Expatriés victimes de violence et de harcèlement au travail : la difficulté de parler
Les travailleurs étrangers sont moins susceptibles de divulguer avoir été victimes de violence. Ceux qui se taisent disent ne pas avoir su quoi faire/à qui parler. Ils ne connaissent pas les lois en vigueur dans le pays ni les organismes à contacter en cas de problème. Tous les pays ne disposent pas d'informations et de services dédiés. Certains sont plus avancés que d'autres en matière de protection des droits des étrangers. La culture du pays entre aussi en cause. C'est d'autant plus vrai pour les femmes expatriées, dont le poste à responsabilité peut être mal vu dans un pays à la culture réputée sexiste.

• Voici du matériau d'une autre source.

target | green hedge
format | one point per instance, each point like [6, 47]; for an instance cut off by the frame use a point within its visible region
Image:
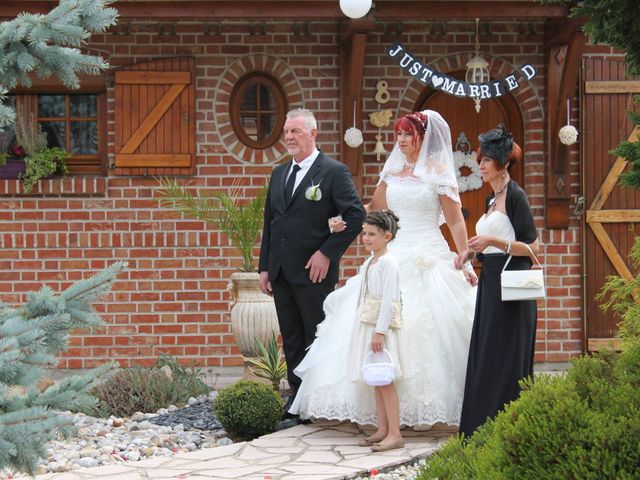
[248, 409]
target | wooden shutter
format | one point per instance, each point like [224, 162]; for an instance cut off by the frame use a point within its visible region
[155, 117]
[613, 212]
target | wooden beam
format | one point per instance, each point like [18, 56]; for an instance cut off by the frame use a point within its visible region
[353, 44]
[440, 10]
[595, 344]
[198, 9]
[613, 216]
[563, 68]
[152, 118]
[606, 87]
[307, 9]
[153, 160]
[611, 251]
[153, 78]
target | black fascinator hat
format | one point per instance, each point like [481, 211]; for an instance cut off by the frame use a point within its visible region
[496, 144]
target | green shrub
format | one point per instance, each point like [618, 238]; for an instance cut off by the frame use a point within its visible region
[585, 425]
[42, 164]
[147, 389]
[248, 409]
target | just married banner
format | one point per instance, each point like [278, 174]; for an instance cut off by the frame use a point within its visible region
[453, 86]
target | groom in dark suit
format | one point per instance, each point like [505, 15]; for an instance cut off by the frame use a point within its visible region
[299, 257]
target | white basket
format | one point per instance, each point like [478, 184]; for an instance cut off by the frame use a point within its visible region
[378, 369]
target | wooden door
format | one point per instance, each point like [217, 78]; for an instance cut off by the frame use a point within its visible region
[462, 118]
[611, 209]
[155, 116]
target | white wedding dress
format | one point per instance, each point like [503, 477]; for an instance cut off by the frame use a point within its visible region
[438, 307]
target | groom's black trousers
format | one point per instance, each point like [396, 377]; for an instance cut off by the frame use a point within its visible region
[299, 309]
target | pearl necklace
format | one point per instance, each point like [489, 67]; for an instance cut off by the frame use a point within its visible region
[409, 165]
[492, 202]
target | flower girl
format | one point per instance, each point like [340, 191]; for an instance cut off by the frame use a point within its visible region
[379, 313]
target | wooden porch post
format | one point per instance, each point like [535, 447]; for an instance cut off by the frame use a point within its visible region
[565, 46]
[353, 42]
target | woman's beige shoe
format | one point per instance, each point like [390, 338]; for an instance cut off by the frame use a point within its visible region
[383, 447]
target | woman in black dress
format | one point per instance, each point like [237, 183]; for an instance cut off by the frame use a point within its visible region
[503, 336]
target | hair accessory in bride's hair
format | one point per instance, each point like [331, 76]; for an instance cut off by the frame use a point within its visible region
[496, 144]
[420, 120]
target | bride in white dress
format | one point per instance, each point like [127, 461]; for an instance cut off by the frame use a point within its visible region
[418, 183]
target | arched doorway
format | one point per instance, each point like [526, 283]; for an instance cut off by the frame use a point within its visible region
[462, 118]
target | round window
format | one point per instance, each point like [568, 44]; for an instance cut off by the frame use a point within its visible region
[258, 109]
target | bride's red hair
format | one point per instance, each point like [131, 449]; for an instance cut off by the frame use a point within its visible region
[414, 123]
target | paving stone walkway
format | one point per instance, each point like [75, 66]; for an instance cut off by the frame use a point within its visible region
[318, 451]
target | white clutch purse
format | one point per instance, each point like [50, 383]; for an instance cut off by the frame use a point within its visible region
[522, 284]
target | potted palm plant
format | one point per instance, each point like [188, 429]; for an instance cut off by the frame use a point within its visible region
[253, 316]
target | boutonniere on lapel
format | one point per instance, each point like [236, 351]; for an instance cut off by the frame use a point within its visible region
[313, 193]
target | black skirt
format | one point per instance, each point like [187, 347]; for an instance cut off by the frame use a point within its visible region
[502, 346]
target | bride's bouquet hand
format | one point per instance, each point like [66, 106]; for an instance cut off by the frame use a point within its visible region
[462, 258]
[471, 277]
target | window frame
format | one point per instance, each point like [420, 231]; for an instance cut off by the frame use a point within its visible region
[237, 96]
[77, 164]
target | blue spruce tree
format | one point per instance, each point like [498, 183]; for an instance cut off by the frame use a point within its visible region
[50, 45]
[30, 338]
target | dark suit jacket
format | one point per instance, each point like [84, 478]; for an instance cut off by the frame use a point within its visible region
[292, 233]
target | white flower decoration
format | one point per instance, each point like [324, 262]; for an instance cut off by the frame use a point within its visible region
[568, 135]
[353, 137]
[424, 260]
[473, 181]
[313, 193]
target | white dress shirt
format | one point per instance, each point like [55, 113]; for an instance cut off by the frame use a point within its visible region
[304, 165]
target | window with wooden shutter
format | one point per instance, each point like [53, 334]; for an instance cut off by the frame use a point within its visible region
[155, 118]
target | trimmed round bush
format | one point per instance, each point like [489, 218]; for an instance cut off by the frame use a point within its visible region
[248, 409]
[584, 425]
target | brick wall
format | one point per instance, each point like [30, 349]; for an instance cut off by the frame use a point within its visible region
[173, 298]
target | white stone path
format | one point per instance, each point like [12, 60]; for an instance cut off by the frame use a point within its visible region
[319, 451]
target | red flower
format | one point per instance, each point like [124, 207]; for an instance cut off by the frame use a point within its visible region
[17, 151]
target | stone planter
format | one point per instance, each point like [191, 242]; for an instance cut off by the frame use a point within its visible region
[253, 316]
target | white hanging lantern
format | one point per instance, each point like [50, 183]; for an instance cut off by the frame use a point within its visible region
[477, 69]
[353, 135]
[355, 8]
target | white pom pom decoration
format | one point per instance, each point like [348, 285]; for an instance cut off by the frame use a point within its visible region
[568, 135]
[353, 137]
[355, 8]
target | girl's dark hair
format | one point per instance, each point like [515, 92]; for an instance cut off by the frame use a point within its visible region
[498, 144]
[385, 220]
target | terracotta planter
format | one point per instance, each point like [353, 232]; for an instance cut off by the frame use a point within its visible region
[13, 168]
[253, 316]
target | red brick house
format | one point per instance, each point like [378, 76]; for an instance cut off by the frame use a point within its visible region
[199, 89]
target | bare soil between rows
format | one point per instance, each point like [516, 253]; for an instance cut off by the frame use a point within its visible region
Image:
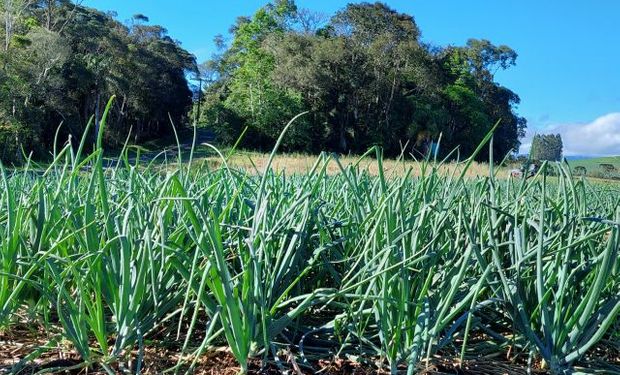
[16, 346]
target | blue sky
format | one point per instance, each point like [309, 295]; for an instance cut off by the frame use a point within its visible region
[567, 73]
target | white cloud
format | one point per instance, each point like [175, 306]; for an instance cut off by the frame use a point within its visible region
[600, 137]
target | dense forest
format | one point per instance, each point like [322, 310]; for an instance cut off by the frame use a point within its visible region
[366, 78]
[61, 62]
[364, 75]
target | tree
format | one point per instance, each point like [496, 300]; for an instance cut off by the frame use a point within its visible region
[60, 62]
[546, 147]
[366, 79]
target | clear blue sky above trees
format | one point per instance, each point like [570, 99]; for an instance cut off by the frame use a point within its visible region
[567, 72]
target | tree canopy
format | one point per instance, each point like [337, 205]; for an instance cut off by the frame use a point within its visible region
[60, 62]
[366, 78]
[546, 147]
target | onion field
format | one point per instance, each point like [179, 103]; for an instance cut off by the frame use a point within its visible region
[393, 272]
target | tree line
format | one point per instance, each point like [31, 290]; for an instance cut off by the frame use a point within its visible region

À cela s'ajoute la peur de parler. Car parler, c'est se mettre dans un danger encore plus grand. Certains employeurs jouent sur la peur des travailleurs étrangers pour maintenir la pression : menaces concernant le permis de travail (qui ne serait plus renouvelé, qui serait confisqué), menaces relatives au travail en lui-même (blocage d'une demande de promotion, discrétisation auprès de la hiérarchie, des collègues…). Des pratiques qui diffèrent selon l'entreprise, selon le milieu socioprofessionnel (faibles salaires, salaires moyens, hauts salaires). Des pratiques bien entendues illégales, mais qui ont toujours cours aujourd'hui.
L'étude rappelle que ses résultats diffèrent d'une région du monde à l'autre, et que de grandes disparités peuvent apparaître entre les pays. Les résultats obtenus mettent cependant en évidence une violence et un harcèlement bien présents sur le lieu de travail, et à des niveaux inquiétants. Pour l'OIT, LRF et Gallup, l'urgence appelle à l'action. Car ces violences impactent, non seulement l'humain, mais aussi l'économie. Les organismes pressent tous les États de ratifier la Convention n°190 de l'OIT, concernant la violence et le harcèlement dans le monde du travail.